Anyone tried to use cooling pads that you can get in a pet store for rabbits who housed outdoors? Are they efficient? 
I can't understand if they are for cooling or for relief at some health conditions?


----------



## Bville (Aug 13, 2014)

I've never heard of those but would like to see one. Can you post a picture or a link? I use ceramic tiles and frozen water bottles to keep my outdoor rabbits cool in the summer.


----------



## Watermelons (Aug 13, 2014)

Can you link to one?
The only cooling pads ive seen are for dogs and would be extremely dangerous for rabbits due too the possibility of them digging or chewing on it.
However marble slabs which are in the rabbit.section at pet stores would be great.


----------



## missyscove (Aug 13, 2014)

I have some marble tiles for my rabbits that I bought at the hardware store. If it gets really hot I'll put them in the freezer but I have them around just in general because they're cooler than the surrounding floor.


----------



## Thumperina (Aug 15, 2014)

Watermelons said:


> Can you link to one?
> The only cooling pads ive seen are for dogs and would be extremely dangerous for rabbits due too the possibility of them digging or chewing on it.
> However marble slabs which are in the rabbit.section at pet stores would be great.
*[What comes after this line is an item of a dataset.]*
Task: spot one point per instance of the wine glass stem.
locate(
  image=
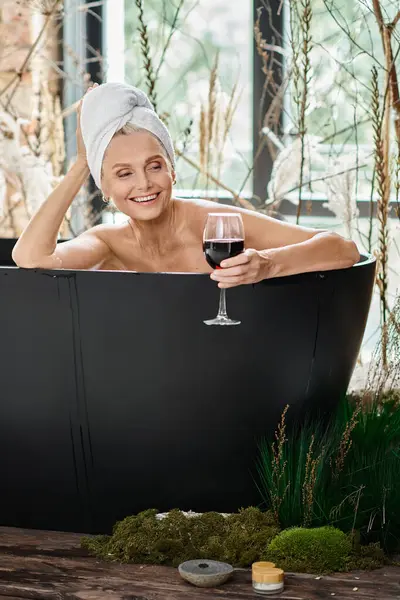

yes, I meant the one for dogs like this one. didn't know they were dangerous. 
http://www.chewy.com/dog/kh-pet-pro...ne&utm_term=&gclid=CNeBv4LGlcACFeRj7AodlgcAPg


----------



## Thumperina (Aug 15, 2014)

would you please throw me a link for the marble slabs that are available in US stores?


----------



## Watermelons (Aug 15, 2014)

Well any Home Depot, Lowes, Flooring store, etc... Will carry Marble Tile, or even ceramic tile (or other polished natural stone tiles). As Christina said, just toss it in the fridge or freezer to keep it even colder. But as my feet can contest, tile flooring stays cooler then ambient temperature, I hate myself every time I walk across mine with no socks on especially in the winter, BRR!

If you want one from a pet store (Same thing, just smaller with a higher price tag) Heres one from PetSmart. http://www.petsmart.com/small-pet/toys-habitat-accessories/super-pet-chin-chiller-zid36-5088613/cat-36-catid-600014?_t=pfm%3Dcategory

That cooling dog bed you linked is basically a water bed, bunny chews through that and you will have a LOT Of water on your hands, plus water heats up as well, they don't stay that cold. Plus too quote what their site says "This bed is not recommended for destructive pets."
Another style is Polymer crystals, which when they absorb water turn into a gel type thing. Same thing you'd see at Michaels for Flowers. Supposed to be less messy then filling a vase with water.


----------